First of all, I’m torn. Torn between having the wedding of the century, the most extravagant and memorable wedding ever and simply signing the marriage licence before a marriage commissioner and two witnesses and calling it a day. But this conflict does not come as a surprise to me. As I’ve shown through my poetry and other posts, I am a mass of contractions, each day a battle between the logical and the creative. The logical side of me tells me to save my money. To spend it on what matters, a house, a car, my family. The creative side tells me to live my dreams. To perform for the world, the role I’ve always imagined myself in.
My dream wedding is not a wedding. Not one single idea, but two separate and incompatible ideas. My first idea is more traditional in its conventions. The colours I want are cream, silver, and pastel purple. Pastel colours have always suited me and purple my favourite among them. The bodice of my dress would be made of lace. As beautiful as a strapless dress would be, I have always found them to be rather uncomfortable and thus the dress would have to extend over my shoulders. I haven’t decided whether I’d like the sheer lace should extend up to my neck or whether it should stop where a strapless dress would and have sheer material for the rest of the way up. From the waist down I’d like a skirt made of flowing, light material that moves smoothly as I walk. My bridesmaids would be dressed in pastel purple with deep purple and/or silver accents. The venue would have purple “curtains” of gossamer hanging across the ceiling like waves, coming down and giving the effect that we’re kind of in a tent (maybe that’s not the best way to describe what I’m seeing in my head, but I’m doing my best!). The cake would be three tiers, circular with a cascade of pastel purple flowers (most likely roses) that wind around the cake with darker purple butterflies and silver accents. With this wedding type I’d have to go with a traditional Western style wedding and reception.

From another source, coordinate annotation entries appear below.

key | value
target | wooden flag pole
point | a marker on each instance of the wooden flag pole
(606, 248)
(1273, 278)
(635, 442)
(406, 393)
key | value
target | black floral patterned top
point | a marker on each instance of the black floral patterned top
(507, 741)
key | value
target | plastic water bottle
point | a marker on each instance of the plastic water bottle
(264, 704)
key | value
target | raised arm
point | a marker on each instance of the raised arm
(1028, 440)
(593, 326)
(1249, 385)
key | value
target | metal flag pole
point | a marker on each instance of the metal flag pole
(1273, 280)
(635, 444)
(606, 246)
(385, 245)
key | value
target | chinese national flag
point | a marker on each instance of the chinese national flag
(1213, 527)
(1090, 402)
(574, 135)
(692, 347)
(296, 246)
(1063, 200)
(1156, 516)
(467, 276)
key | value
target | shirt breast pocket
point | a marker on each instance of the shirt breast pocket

The second wedding plays a little more to a different, nerdier side of me. Maybe it has to do with the guy I’m currently into, but I still think it’d be a cool idea: a cross between Batman and Disney. I feel like this would be such an epic and fun wedding reception to go to. My dress would be a Cinderella dress or Cinderella wedding dress (designed by Alfred Angelo, see picture below), fitting, as Cinderella was my favourite Disney Princess growing up. The groom would dress in his usual way, but concealed beneath his suit is a Batman suit. It would proceed as a normal reception is expected to, but then a villian (probably the Joker) bursts in and tries to kidnap me, knocking the groom aside. The groom “disappears” and returns in full costume and an epic fight scene ensues. Of course he wins and the “police” show up to arrest the Joker and the wedding resumes as it should. I know how cheesy it sounds, but it would be a day I’d never forget. The wedding cake would be a compromise of course. The topper would be Batman and Cinderella, not sure if I’d just want them facing one another or if I’d want her to be in his arms at this point. Half the cake would be black and yellow with the Batman logo and the other white with blue and silver flowers and butterflies. I don’t want it to be a clear division like the example picture below, but I want it to look as though when you “chip” away the exterior, you reveal the Batman part of the cake below so there is a cross over. The flowers and butterflies would wind around the cake just like in my first wedding idea. This is to show the union between both parties and that despite the fact that I’m a princess, there’s still this nerdy side to me.
I’m sure regardless of what I go with, my parents will want me to host a traditional Chinese style wedding. That would happen in the morning and involves the groom trying to bribe his way into the house, trials the groom will have to successfully complete to win my hand in marriage, and of course the tea ceremony.
Thinking about this future makes me truly happy, but I know that deep inside, it doesn’t matter what ends up happening. If I have the chance to marry my best friend, if I have the opportunity to spend the rest of my life with my muse, no matter what kind of wedding we have I know that we will love each other forever and that is all that matters. And that is true happiness.